Wednesday, August 6, 2008

man oh man

this is kind of like an ultimately really personal blog entry and ultimately something i really need to be writing right now.

i don't know what to say for myself. in some ways, i want to say i'm human. in some ways i want to say that i'm just a whole bunch of things a horoscope of me might suggest: a dreamer, prefers to stay in the spiritual realm, a wanderer, someone who loves a lot, someone who doesn't like the 9-5 all that much... they also say i can find happiness in my own backyard. and that i need a lot of love. so who would want to love such a person as me? capable of a lot of love but really doesn't know what she wants. hmmm.

a few months ago, i wanted to write a book in response to eat, pray, love, something like that she had it all wrong, that traveling is nice but there's really something to finding happiness within yourself in a stable home with a loving partner.

but then impressionable me (and i'm not being totally self-critical here, just trying to process what i can gather) talks to her friends and keeps thinking of all the things that still appeal to her: california, hawaii, costa rica, the ocean. the east/west horoscope says i'm a seahorse, this makes sense :) i look at traveling teaching ideas. they sound really nice compared to substitute teaching, though that's traveling teaching in its own right. i think about traveling and writing books, and how wonderful it would be if i had a partner for that. that seems like a really, really nice life.

but then i own a home and have a really devoted, gentle, caring husband who has tried to pursue goals together while i continue to go off into never-never land. and then i exercise independence and want to go on bike rides and want to go to yoga and want someone to go with me, and want friends, and am lonely. i find a really great friend. and then all the cards are tossed right up in the air. who knows what will be with that. who knows what will be with this.

so back to impressionable me. i went to yoga yesterday, which i'm really not into these days as i'm hardly into anything except for feeling emotionally exhausted lately. but i decide this is my work for the day. exercise and writing have been my work for the day over the summer, that and messing with my life. for better or worse. i've had to really look at things.

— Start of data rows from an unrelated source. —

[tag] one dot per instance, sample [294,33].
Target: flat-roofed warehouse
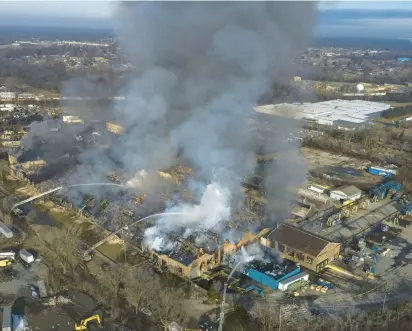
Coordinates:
[339,113]
[309,250]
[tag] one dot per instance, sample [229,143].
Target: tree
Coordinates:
[63,244]
[169,305]
[140,283]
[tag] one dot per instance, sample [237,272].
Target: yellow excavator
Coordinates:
[90,323]
[5,263]
[140,199]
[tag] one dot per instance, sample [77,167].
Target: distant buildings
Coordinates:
[339,113]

anyways, so at yoga liz kept saying heather, you can do this, giving me a more challenging move, and then she made a joke that i like to be tortured, and then i wondered if she was also referring to my emotional state and realized tortured is a pretty accurate word. i woke up at 6am and felt tortured about what i'm doing. i went home. clint let me be there. whether or not that will happen in the future, i don't know. i'm going to california tomorrow. i'm not scared about that. i'm kind of scared about everything else. my love life. my future. my choices. my options. my place in the world. small things, really. vamos a ver. we will see.